The recent minor but nasty demonstration outside the home of Jacob Rees-Mogg has brought attention to the tiny anarchist group Class War, a bizarre sect on the outermost fringe of politics. I’m fairly certain that I’m the only contributor to The Conservative Woman, or any other conservative website or publication, who has also written for Class War.
It was a long time ago. My stint in Class War was from 1984 to autumn 1985. We were a small group whose main activities were periodically putting out the Class War paper and holding a monthly Sunday night meeting, in the back room of a pub, booked in the misappropriated name of Belsize Park CND. Other small satellite groups existed outside London.
I’m not proud of my involvement. I was a 19-year-old political obsessive and a messed-up angry kid. I had already been through membership of the Labour Party’s youth section and an uncomfortably disciplined and grim six-month stint in the Militant Tendency which didn’t appeal.
Anarchism was romantic and different, however plain stupid a reasonable adult could see it to be. The particular strain that Class War represented was the crack cocaine of adolescent politics.
Of course we could indulge in our game of revolutionary dressing-up only because we lived in a free democratic society. We called for the violent overthrow of the state, which normally met with complete indifference. It will always pique those who want to consider themselves a threat to society if society feels unthreatened, which explains the noisy attention-seeking ploy of shouting at Mr Rees-Mogg’s children and their nanny, an otherwise wholly pointless exercise.
We believed we were part of a revolutionary tradition that stood up for the oppressed working class. The more bookish among us claimed descent from the great anarchist figures of the past: Proudhon, Bukharin, Malatesta, Makhno. In reality we were a shabby collection of puerile misfits seasoned with the odd psychiatric case.
Our potential to cause harm was minimal and the chance of our fantasies coming true, that the workers would flock to our black banners, was exactly zero. But though ineffectual, we were viscerally nasty. If you look through old articles from the Class War paper (sadly there is very little online), you’ll find, along with the atrocious writing and infantile analysis, some utterly horrible things.
There were the regular ‘battered bobby’ pictures, of policemen who had been injured in the various civil disturbances and inner-city riots that were a feature of the early eighties. Violence was both glorified and sniggered over. Pornography for the politically inadequate.
The paper supported riots on principle, meaning we were sometimes accused of being the hand that organised them.

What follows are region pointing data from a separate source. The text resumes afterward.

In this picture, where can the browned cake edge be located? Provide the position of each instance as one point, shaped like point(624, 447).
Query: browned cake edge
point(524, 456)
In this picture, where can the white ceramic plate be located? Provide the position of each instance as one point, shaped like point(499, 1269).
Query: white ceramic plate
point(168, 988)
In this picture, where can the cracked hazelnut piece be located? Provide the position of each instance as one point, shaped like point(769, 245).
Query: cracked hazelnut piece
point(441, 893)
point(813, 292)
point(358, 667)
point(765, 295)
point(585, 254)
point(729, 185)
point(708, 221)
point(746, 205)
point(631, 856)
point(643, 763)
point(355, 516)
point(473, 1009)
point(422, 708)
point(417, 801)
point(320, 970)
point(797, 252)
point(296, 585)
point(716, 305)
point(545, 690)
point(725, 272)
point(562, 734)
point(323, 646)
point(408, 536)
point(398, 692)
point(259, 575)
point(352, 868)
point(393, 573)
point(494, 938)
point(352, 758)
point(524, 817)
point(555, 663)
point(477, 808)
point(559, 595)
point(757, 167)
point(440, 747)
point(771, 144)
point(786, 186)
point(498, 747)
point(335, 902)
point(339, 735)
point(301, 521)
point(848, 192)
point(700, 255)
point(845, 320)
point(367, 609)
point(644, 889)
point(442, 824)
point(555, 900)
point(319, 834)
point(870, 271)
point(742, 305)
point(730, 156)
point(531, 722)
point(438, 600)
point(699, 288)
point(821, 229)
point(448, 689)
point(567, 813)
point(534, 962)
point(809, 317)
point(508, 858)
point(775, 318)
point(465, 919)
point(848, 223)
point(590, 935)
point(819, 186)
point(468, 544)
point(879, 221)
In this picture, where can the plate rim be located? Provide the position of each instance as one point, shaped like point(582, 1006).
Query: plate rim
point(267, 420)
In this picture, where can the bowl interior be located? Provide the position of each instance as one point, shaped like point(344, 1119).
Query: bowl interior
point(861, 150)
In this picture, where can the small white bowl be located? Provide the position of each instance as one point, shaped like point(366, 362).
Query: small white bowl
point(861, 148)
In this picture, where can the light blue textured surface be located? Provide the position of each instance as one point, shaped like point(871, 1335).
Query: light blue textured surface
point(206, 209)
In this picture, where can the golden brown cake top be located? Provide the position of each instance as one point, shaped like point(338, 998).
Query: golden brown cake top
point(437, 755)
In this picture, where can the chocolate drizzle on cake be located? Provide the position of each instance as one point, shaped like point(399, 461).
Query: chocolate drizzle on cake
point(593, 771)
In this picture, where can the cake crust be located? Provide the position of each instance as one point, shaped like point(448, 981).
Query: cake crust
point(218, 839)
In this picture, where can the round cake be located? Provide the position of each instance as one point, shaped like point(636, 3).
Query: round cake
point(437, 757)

Although it’s true that some of my ex-comrades participated, sparking a riot was well beyond our capabilities. The real riot ringleaders, the toughies from the estates in places like Brixton or Toxteth and the gangs they ran with, could see through us as the losers we were, outsiders who wanted to exploit them for our own purposes.
It was Class War’s love of violence and their response to the savage murder of a brave policeman that led me eventually to understand what I was involved in. I shared the group’s general hostility towards the police, yet had no justification for this. Whenever I’d had dealings with the police, a couple of deserved minor arrests and various pat-down street searches, they had always treated me professionally. Certainly firmly, but without brutality or offensiveness. This confused me. They knew what I was; surely we were enemies? Shouldn’t they be ill-treating me?
Then, in October 1985, the Broadwater Farm riot kicked off in North London. That night, we had come from our regular Sunday meeting and were at a squat party somewhere in Islington. We were hearing reports of the riot and people were starting to plan the best routes there and to look for improvised weapons. It was getting serious. Then the announcement came over the radio. That as the fighting continued, a policeman had been killed. Everyone around me cheered.
I felt cold inside, frightened and sick. The real world was intruding harshly on my adolescent fantasy. Mixed up as I was, my semi-dormant conscience still told me that cheering at a man’s death by mob violence was sickening. So by a circuitous route, avoiding the police, the riot zone and my now ex-comrades, I quietly went home. From the very next day, much like someone leaving a cult, I started to de-program myself. Over thirty years later, I still feel ashamed that I was once part of something so vile and stupid.
Many decent young people go through an idiot-Marxist phase – I did that too. But Class War and the more militant strands of anarchism are far worse.
Forget idealistic ideas of universal brotherhood, abolishing ‘the tyranny of man over man’. The movement I knew was a mix of nihilism, narcissism and hatred. But there are still some who would give Class War a platform without serious challenge. If you saw former Class War parliamentary candidate Lisa Mckenzie defending the protest on Sky News a few days ago, you might not be surprised to know she has an academic position at the LSE and her writings sometimes appear in the Guardian.
I certainly wouldn’t call for Class War’s censorship; they should be allowed normal freedom of expression, even if they try to deny it to others, but they should come with a health warning. Fortunately, their own ludicrousness acts as a check on their being any sort of real threat, but we should still recognise them for the malevolent force they are.